Water, water everywhere

Water, water everywhere

Alex Stuedemann and his TPC Deere Run crew pushed through the rainiest spring in recent memory to make the John Deere Classic sparkle.

July 12, 2019

Like most courses across the Midwest, TPC Deere Run received far more rain this spring than history says should fall around the Great Lakes as the calendar turns toward April and May, inch after inch pouring down on its 385 acres of bentgrass tees, fairways and greens. Unlike most courses across the Midwest, TPC Deere Run still needed to open its gates for the crowds and cameras that accompany a summer PGA Tour event.

How to prepare an expansive property for a weeklong television showcase when rain relegates you to the cart path? Ask Alex Stuedemann, the veteran director of golf course maintenance operations.

Now in his sixth year back in the Quad Cities after TPC stints in Minnesota and Texas, Stuedemann normally prepares the course for the John Deere Classic in Silvis, Illinois with a thorough 12-week plan that starts around Tax Day and runs right up to tournament week. This year, though, the course received 13 inches of rain from April 13 through May 12.

“We’d get an inch-and-a-half of rainfall,” Stuedemann says, “and then it’d be dry for 18, 19 hours, then we’d get half-an-inch, then we’d get four-tenths of an inch, and then a quarter-inch, and it just kept stacking, stacking, stacking on top of a very snowy winter — it was the second- or third-snowiest on record for the Quad Cities — so the soil was already charged and now we had all this rain.”

The rain never relented. “It was just so continuous,” Stuedemann says. “It wasn’t like we were getting blown out. The bunkers were fine, and for the most part, the golf course maintained its integrity, we just couldn’t get on it.”

Golfers were permitted to drive off the path just four days during May. More important for the tournament ahead, Stuedemann and his crew of 25 mowed fairways only two or three times during the month and were unable to mow the rough even once. An incredible fleet that includes 109 pieces of John Deere equipment remained in park.

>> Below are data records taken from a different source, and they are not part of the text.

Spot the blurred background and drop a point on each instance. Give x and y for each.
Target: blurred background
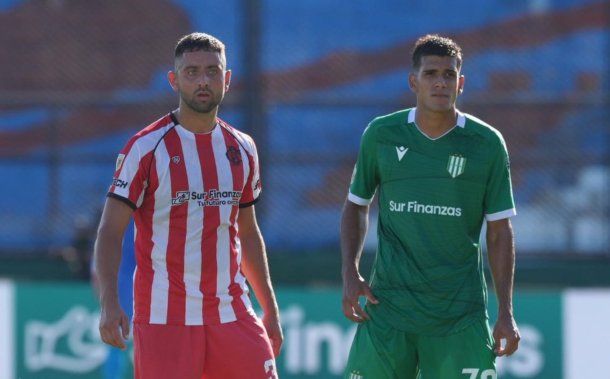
(79, 78)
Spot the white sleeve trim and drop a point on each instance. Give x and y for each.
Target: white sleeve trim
(501, 215)
(358, 200)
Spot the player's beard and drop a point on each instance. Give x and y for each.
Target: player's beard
(199, 107)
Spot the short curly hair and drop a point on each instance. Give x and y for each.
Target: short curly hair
(199, 42)
(433, 44)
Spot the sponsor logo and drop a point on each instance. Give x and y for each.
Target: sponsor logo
(456, 165)
(181, 197)
(211, 198)
(401, 151)
(415, 207)
(485, 374)
(70, 344)
(233, 155)
(119, 183)
(119, 161)
(269, 367)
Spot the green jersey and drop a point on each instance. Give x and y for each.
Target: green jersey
(433, 197)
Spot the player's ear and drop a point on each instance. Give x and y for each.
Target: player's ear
(412, 82)
(172, 78)
(461, 82)
(227, 80)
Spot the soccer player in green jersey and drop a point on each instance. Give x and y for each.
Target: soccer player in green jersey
(439, 174)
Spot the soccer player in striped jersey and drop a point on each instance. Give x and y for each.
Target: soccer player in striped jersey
(190, 181)
(439, 174)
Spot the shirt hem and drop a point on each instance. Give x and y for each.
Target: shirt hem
(501, 215)
(358, 200)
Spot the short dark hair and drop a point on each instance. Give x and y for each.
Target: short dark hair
(199, 42)
(433, 44)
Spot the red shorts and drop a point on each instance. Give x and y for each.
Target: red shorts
(239, 349)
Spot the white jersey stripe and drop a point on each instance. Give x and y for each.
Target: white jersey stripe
(192, 260)
(160, 225)
(223, 242)
(239, 277)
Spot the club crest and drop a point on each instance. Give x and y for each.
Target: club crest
(233, 155)
(456, 165)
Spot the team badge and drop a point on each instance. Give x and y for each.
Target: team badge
(401, 151)
(233, 155)
(456, 165)
(119, 161)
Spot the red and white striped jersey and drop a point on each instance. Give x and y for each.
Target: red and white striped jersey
(186, 189)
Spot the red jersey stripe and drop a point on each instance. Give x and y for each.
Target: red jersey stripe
(177, 224)
(211, 221)
(236, 156)
(143, 247)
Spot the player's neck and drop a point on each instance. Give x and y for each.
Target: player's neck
(196, 122)
(435, 124)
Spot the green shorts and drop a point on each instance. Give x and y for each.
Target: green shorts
(382, 352)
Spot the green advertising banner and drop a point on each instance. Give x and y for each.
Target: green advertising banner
(56, 334)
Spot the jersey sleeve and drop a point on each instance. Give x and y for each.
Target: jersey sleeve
(253, 187)
(129, 181)
(499, 201)
(365, 177)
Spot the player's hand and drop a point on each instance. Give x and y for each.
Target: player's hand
(506, 329)
(114, 325)
(272, 324)
(355, 286)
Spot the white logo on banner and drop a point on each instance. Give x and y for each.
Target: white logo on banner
(79, 329)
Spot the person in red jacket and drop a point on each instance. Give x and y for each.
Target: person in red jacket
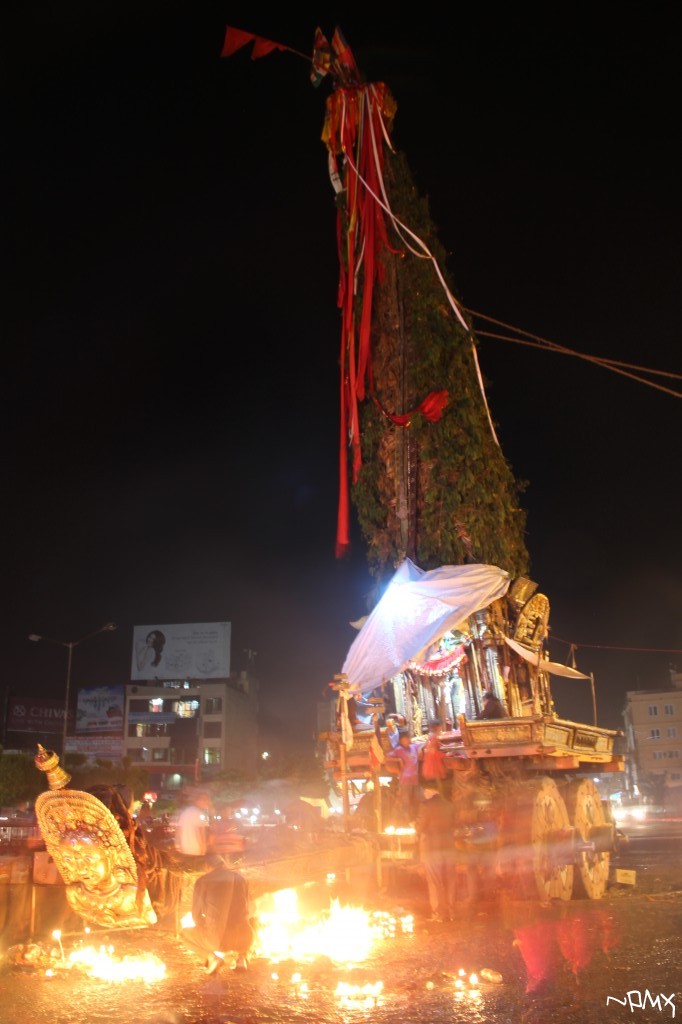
(408, 754)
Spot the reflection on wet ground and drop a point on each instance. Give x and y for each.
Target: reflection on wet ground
(506, 961)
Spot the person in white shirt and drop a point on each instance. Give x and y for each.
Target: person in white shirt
(192, 832)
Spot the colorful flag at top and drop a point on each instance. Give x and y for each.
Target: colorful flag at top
(344, 69)
(322, 57)
(237, 38)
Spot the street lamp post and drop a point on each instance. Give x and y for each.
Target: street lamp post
(70, 644)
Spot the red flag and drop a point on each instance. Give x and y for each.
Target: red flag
(343, 65)
(322, 57)
(237, 38)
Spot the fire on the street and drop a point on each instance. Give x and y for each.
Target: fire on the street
(102, 964)
(343, 934)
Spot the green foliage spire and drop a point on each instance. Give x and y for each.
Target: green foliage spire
(437, 493)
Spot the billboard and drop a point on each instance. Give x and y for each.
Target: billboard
(40, 717)
(99, 710)
(197, 650)
(110, 748)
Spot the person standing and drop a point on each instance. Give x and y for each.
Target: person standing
(192, 832)
(220, 912)
(433, 760)
(408, 754)
(493, 707)
(435, 827)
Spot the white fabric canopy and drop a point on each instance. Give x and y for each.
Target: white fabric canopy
(417, 608)
(552, 667)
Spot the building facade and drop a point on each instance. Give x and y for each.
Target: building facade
(653, 735)
(186, 731)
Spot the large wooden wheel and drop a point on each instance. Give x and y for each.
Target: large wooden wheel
(544, 860)
(587, 815)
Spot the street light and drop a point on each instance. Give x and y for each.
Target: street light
(70, 644)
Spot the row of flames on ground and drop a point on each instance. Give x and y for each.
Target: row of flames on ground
(347, 936)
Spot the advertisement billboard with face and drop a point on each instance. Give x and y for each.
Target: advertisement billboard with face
(196, 650)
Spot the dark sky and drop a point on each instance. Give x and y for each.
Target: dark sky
(170, 406)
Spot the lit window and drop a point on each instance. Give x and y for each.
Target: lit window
(185, 709)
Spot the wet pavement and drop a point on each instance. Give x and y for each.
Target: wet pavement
(574, 962)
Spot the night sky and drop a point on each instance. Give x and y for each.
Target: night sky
(170, 394)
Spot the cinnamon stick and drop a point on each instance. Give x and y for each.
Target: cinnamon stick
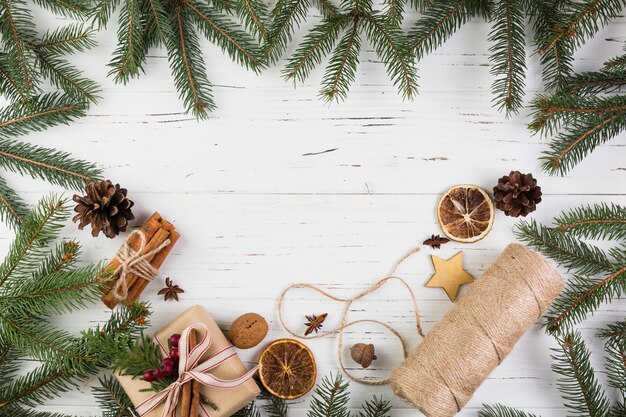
(149, 228)
(159, 237)
(185, 397)
(139, 285)
(194, 411)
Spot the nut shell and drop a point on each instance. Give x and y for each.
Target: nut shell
(248, 330)
(363, 354)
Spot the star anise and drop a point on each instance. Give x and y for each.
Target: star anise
(436, 241)
(314, 323)
(171, 291)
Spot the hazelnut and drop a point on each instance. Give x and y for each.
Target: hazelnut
(363, 354)
(247, 331)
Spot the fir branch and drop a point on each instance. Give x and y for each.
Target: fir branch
(61, 258)
(582, 296)
(9, 365)
(570, 147)
(615, 347)
(45, 111)
(391, 46)
(595, 82)
(51, 165)
(376, 407)
(128, 58)
(250, 410)
(187, 65)
(254, 14)
(157, 29)
(330, 398)
(617, 63)
(579, 387)
(55, 292)
(548, 17)
(34, 336)
(585, 19)
(582, 258)
(66, 77)
(39, 386)
(317, 43)
(237, 43)
(341, 69)
(18, 32)
(67, 40)
(394, 10)
(508, 55)
(112, 398)
(275, 407)
(560, 110)
(499, 410)
(101, 12)
(71, 8)
(13, 210)
(440, 21)
(27, 251)
(286, 16)
(10, 86)
(600, 221)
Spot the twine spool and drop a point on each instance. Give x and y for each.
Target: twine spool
(443, 372)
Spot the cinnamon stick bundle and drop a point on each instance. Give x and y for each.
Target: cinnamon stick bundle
(156, 230)
(190, 396)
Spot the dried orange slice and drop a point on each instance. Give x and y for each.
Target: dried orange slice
(287, 369)
(465, 213)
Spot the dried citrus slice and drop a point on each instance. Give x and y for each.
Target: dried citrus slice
(287, 369)
(465, 213)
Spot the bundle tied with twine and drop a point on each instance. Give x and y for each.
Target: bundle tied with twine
(443, 372)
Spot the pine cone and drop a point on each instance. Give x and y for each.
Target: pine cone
(517, 194)
(105, 207)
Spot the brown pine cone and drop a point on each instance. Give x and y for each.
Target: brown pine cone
(105, 207)
(517, 194)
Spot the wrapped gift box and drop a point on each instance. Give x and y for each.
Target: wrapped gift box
(228, 401)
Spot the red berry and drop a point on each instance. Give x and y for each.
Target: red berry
(175, 340)
(167, 370)
(174, 354)
(148, 376)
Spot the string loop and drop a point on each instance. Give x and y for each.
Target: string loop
(344, 324)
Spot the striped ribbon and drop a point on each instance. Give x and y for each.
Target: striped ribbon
(189, 368)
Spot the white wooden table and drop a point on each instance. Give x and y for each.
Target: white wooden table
(277, 188)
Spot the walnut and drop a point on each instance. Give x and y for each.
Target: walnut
(248, 330)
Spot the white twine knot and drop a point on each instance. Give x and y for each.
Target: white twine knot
(133, 262)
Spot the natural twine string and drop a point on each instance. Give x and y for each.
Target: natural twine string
(344, 324)
(133, 262)
(443, 372)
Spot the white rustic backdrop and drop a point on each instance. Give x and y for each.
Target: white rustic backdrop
(277, 187)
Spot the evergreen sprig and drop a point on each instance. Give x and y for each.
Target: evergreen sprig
(38, 282)
(27, 59)
(355, 19)
(51, 165)
(112, 398)
(508, 55)
(599, 275)
(586, 112)
(175, 24)
(579, 387)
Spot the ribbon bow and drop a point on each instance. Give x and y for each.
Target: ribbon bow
(188, 369)
(134, 262)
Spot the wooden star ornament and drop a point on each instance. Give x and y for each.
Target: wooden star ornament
(449, 275)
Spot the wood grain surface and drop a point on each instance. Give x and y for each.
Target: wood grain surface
(277, 188)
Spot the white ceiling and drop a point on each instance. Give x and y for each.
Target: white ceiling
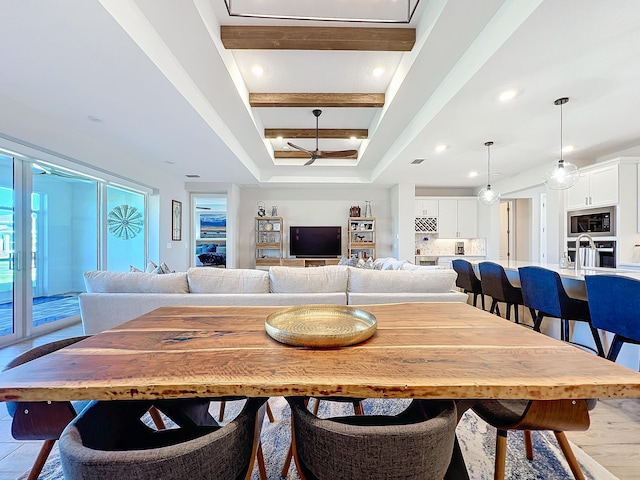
(168, 94)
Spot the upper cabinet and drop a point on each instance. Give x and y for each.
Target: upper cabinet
(597, 186)
(458, 218)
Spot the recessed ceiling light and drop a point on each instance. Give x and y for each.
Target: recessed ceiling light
(507, 95)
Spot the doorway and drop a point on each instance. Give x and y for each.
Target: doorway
(515, 229)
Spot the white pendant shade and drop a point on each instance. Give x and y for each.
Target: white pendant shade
(564, 175)
(488, 196)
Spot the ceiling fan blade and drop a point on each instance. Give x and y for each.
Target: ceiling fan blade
(300, 148)
(337, 153)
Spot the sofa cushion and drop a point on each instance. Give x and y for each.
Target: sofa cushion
(401, 281)
(327, 279)
(227, 280)
(97, 281)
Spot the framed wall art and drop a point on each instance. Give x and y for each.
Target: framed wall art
(176, 221)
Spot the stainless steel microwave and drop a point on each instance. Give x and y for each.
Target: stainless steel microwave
(597, 222)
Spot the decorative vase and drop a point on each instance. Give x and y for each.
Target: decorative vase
(367, 208)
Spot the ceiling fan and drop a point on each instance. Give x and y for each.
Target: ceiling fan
(315, 154)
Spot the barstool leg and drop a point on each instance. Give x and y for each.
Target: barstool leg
(596, 339)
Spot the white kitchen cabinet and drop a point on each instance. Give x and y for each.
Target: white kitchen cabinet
(596, 187)
(426, 207)
(458, 218)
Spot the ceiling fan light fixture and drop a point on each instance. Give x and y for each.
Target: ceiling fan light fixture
(488, 196)
(564, 175)
(397, 11)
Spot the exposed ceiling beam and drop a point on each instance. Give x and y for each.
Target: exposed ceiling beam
(355, 100)
(299, 154)
(317, 38)
(359, 133)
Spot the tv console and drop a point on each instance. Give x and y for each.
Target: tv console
(309, 262)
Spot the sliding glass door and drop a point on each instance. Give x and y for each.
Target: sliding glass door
(7, 243)
(56, 224)
(64, 238)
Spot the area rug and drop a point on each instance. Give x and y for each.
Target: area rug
(477, 441)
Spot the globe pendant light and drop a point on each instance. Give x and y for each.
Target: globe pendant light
(488, 196)
(564, 175)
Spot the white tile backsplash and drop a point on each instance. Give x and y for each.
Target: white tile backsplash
(447, 246)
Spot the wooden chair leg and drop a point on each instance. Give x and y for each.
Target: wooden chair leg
(615, 348)
(262, 469)
(528, 444)
(157, 418)
(568, 454)
(287, 463)
(270, 414)
(501, 455)
(41, 459)
(223, 404)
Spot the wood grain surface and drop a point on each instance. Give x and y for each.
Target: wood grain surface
(424, 350)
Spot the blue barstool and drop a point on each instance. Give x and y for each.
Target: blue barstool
(542, 291)
(467, 280)
(614, 304)
(496, 284)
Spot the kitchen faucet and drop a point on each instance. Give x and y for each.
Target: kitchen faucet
(591, 245)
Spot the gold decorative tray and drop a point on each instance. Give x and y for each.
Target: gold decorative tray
(320, 326)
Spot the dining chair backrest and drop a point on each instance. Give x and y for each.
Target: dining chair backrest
(614, 303)
(415, 444)
(542, 290)
(494, 281)
(467, 279)
(88, 449)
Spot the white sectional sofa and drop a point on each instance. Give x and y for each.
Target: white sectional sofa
(114, 297)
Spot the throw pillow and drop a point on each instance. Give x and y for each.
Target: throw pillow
(349, 262)
(150, 267)
(165, 268)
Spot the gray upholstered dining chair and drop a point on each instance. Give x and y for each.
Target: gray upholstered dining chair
(415, 444)
(41, 420)
(94, 446)
(527, 415)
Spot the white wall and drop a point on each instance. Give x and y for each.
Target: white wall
(313, 205)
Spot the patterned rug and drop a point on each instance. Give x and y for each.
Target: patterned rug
(477, 441)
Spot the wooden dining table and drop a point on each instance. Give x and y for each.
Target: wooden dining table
(419, 350)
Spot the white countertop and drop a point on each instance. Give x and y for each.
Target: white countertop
(568, 273)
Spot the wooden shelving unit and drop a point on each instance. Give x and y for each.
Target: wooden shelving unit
(268, 237)
(362, 237)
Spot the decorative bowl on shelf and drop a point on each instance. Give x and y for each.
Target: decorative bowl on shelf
(321, 326)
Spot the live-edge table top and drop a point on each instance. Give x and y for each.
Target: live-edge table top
(421, 350)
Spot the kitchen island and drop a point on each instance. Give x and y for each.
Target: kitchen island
(574, 284)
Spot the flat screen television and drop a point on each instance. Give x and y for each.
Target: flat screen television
(315, 241)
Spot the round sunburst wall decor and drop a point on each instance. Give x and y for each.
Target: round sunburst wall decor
(124, 221)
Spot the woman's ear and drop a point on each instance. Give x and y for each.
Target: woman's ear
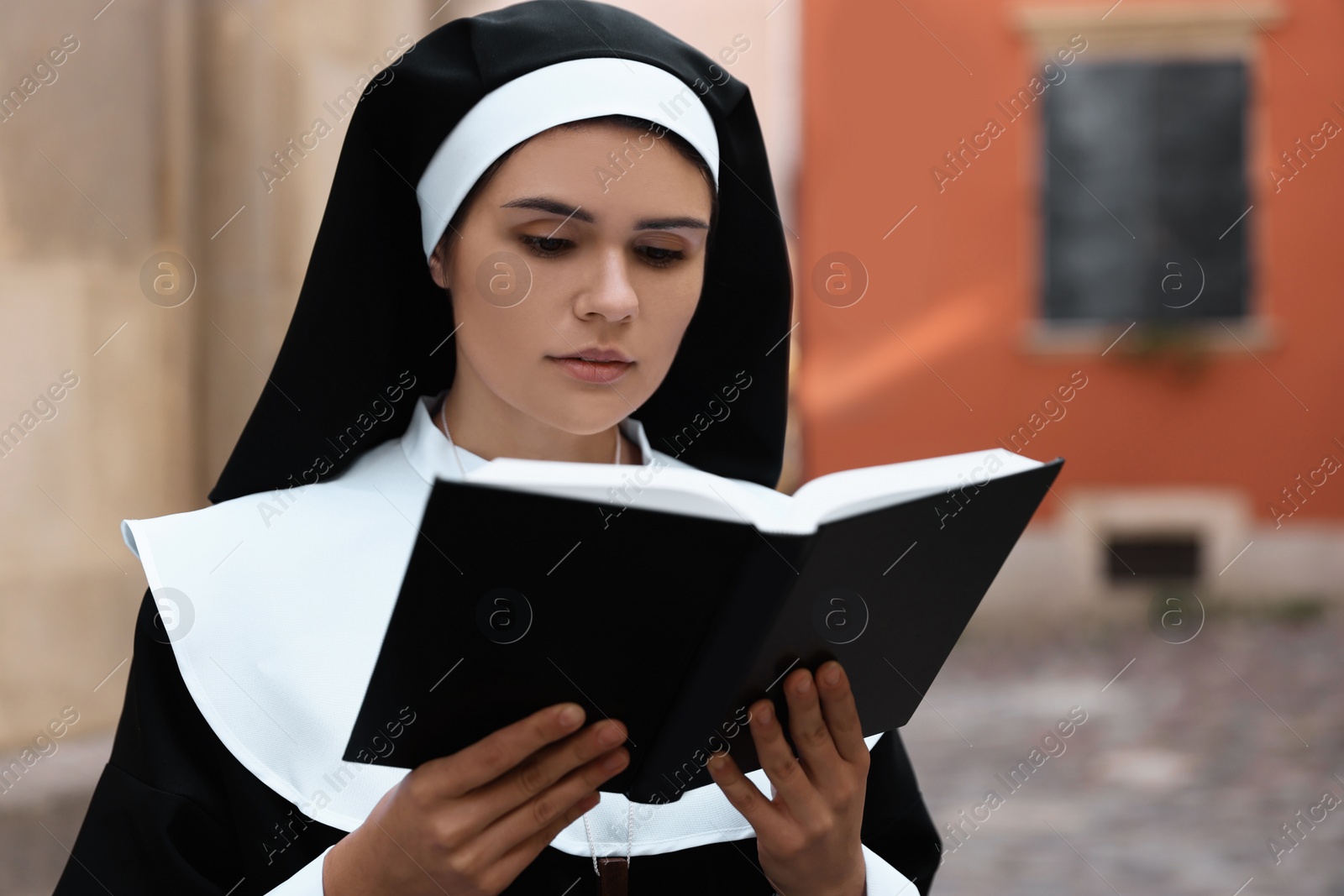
(437, 266)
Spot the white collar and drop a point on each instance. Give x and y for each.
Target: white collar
(430, 454)
(281, 600)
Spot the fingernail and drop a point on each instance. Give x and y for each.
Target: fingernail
(609, 734)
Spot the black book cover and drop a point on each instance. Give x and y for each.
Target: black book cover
(672, 624)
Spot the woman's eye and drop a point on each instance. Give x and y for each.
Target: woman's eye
(660, 257)
(544, 246)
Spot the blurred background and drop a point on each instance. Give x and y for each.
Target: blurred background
(1104, 231)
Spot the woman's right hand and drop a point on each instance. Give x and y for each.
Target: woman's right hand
(470, 822)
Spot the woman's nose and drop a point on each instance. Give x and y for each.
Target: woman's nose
(611, 291)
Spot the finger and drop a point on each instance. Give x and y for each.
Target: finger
(779, 762)
(511, 864)
(543, 768)
(499, 752)
(840, 712)
(743, 795)
(811, 735)
(544, 808)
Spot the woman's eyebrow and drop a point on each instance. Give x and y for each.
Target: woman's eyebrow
(557, 207)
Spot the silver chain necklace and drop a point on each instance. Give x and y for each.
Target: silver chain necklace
(443, 418)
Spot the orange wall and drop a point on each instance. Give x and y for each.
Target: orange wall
(884, 101)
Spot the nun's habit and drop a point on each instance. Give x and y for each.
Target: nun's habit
(266, 610)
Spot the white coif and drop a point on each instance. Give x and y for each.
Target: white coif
(544, 98)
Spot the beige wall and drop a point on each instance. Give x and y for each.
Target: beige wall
(154, 132)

“We ended up having to spend pretty much the entire month of June playing catchup once things started drying out and getting a little more hospitable for heavy equipment to get out,” Stuedemann says. “We were picking our battles. What was imperative to be done prior to the event? What were the things that we might see but the professional golfer or the spectator coming out here wouldn’t know the difference? Those are tough choices to make, because it’s kind of a bug in your craw, not having something done, even though in your eyes almost everybody else can’t see it.”

Schedules shifted toward odd hours for a while. Assistant superintendent Alex West recalls mowing during plenty of afternoons into the evening, once or twice staying atop a mower past 9 p.m. Andy Cooper, one of two assistants-in-training alongside Jarrett Chapman, sprayed four hours one night from 6 to 10, then returned the next morning, just like normal, by 4:15.

“The course dries out throughout the day and then you still have golf out there,” Cooper says. “So you’re working around the weather and the golf, and our window was now nighttime. That’s when most of our mowing got done. Looking back, we were so glad we did come in at night, because the weather the next couple of days was normally complete garbage.”

Equipment director Bruce Phillipson describes the stretch as “a little bit of a break,” though he followed that statement by saying, “and I don’t want that to happen again.” Phillipson would much rather prefer to tune up the 14 John Deere 220 E-Cut Hybrid walk-behind greens mowers, the eight 220SL Precision Cut walk-behind greens mowers, the quartet of 7500A E-Cut hybrid fairway mowers, the dozens and dozens of Gators. He can find other ways to fill his days — like designing and welding a dew drag that allows a single Gator to skim overnight moisture — but he would rather work on the Deere equipment whose triennial order form alone weighs more than a can of pop.

“You have to be able to adapt, come up with new ideas, and do things you don’t normally do” West says. “I think we adapted well to the climate and ended up with a pretty decent product for the tournament.”

The pros on the course and the tens of thousands of fans all around it will likely attest to that. The tournament teed off Thursday for the 49th straight year in the region — and for the 20th straight year at Deere Run — with the course as gorgeous as ever. Every corner appears perfect and prepared.

Maybe all that rain helped more than hindered.

“Trying to get too aggressive in that weather would have been disastrous,” Stuedemann says. “Whether it had been ripping up rough, scalping down turf that wasn’t ready to be cut. I think we lose sight of that sometimes as superintendents. We do more benefit when we don’t do something instead of going out there and trying to be the hero.”